Considering the costs-incurred by companies to hire fresh talents and time invested to train and mentor them to meet industry demands and job requirements, companies are looking at more suitable hiring avenues to minimise costs. Rehiring former employees tops the list for most hiring managers.
Findings in the survey titled, Boomerang Employees and the Organizations They Once Left, conducted in July 2015, included responses from 1,807 HR professionals, managers and employees. Nearly half of the HR professionals surveyed, claim that their organization previously had a policy against rehiring former employees even if the employee left in good standing. However, now 76 percent hiring managers state that their companies are more accepting of hiring boomerang employees.
Some reasons could have led employees to quit the company in the past, such as conflicts with coworkers, bad relationship with bosses or a more appealing job offer from another company.
While boomerang employees are commonly perceived as disloyal and most employers are reluctant to hire them back onboard; HR managers seem to be more inviting of this current hiring trend.
Noteworthy observation – when these boomerang employees decide to return and apply for a position to work with their former employer again, it simply means they enjoyed being a part of the workplace culture during their tenure with the company, want to assume leadership positions in their career and are eager to join the team.
Such good attitude should be appreciated and employers should be more welcoming of their decisions to rehire them in the business. Instead of holding onto pessimistic views and underestimating the contribution of former employees to the team once again, it is wise decision by the company and HR managers to carefully select former employees possessing unique skillsets, experience and knowledge worthy of the job offer.
They should be given a second chance to prove their commitment and perform with scope for career progression prospects in future.
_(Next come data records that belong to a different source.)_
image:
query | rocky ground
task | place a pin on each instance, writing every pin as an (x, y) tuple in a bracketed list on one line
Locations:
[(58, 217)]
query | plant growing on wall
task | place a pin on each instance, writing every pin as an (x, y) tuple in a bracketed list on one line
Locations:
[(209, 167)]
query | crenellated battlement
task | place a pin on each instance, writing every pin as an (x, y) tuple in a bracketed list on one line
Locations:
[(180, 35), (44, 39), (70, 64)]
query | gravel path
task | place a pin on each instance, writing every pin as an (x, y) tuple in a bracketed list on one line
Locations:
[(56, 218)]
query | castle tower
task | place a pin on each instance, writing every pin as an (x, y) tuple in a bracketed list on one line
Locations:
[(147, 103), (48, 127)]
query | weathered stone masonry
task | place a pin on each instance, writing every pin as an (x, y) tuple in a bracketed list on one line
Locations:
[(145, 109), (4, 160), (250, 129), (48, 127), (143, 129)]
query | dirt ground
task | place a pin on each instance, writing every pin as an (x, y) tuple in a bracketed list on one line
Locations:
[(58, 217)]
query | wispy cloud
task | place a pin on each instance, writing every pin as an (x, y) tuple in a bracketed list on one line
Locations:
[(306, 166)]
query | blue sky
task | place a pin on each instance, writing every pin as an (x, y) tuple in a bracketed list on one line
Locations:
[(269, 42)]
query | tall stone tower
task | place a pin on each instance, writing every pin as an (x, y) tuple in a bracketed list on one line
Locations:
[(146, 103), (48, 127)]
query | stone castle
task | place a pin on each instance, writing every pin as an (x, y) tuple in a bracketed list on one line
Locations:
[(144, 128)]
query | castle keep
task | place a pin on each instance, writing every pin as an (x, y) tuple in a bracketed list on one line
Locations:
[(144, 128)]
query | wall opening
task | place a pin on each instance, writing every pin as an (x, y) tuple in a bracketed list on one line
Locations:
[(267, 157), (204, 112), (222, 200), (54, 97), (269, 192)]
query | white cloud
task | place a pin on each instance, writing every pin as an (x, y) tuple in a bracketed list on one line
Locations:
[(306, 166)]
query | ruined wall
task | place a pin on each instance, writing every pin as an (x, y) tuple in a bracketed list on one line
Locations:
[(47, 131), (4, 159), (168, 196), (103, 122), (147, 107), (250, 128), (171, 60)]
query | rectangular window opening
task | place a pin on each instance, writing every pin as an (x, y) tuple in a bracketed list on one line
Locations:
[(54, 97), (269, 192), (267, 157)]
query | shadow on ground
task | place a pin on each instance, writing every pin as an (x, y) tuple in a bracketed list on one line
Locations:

Here are some benefits outlined for HR managers to consider rehiring former employees at work:
Hiring boomerang employees is less risky than hiring new ones. As they have been working for the company in the past, they are aware about the company’s workings, acquainted with the workplace culture, share a rapport with colleagues and some bosses as well.
While the new talent could face challenges adapting and understanding the company’s culture, abide by the rules and regulations, the boomerang employees are likely to be a better fit.
Skip Onboarding Efforts, Easy Integration
New hires, especially fresh graduates take time to blend and understand the company culture, they need former onboarding training to integrate their skills with workings of the team.
Conversely, former employees do not need onboarding training. They can start performing with minimal supervision and training right from day one. This could mean employers could save on training costs incurred.
Minimal Training to Start Performing Duties
Depending on how long an employee works for the company, an intensive training is not always needed, since they are experienced professionals. However in the case of new hires, training is a must to help them learn new tools and technologies to meet industry demands and challenging project requirements.
Boomerang employees need minimal training in case of any upgradation or change in expectations from the job role. They are more productive and efficient, to be working collaboratively in a team with no supervision.
More Loyalty Ensured
When employers accept to rehire former employees back on the company board, the employees tend to become more loyal, dedicated and showcase their gratefulness towards the employer for having given them a second chance, to be a part of the company culture once again.
Having worked in other offices with different people and different working culture, coming back to the old company gets these former talents, motivated to perform and excel in their standards of working with superior quality output.
Rejecting former employee for some subjective reason is unfair, as the company might lose out on potential talent in the process. However, accepting the former employees’ back on board needs a thoughtful consideration, as they can either positively or negatively influence the workplace culture to either support or disrupt workings of the team.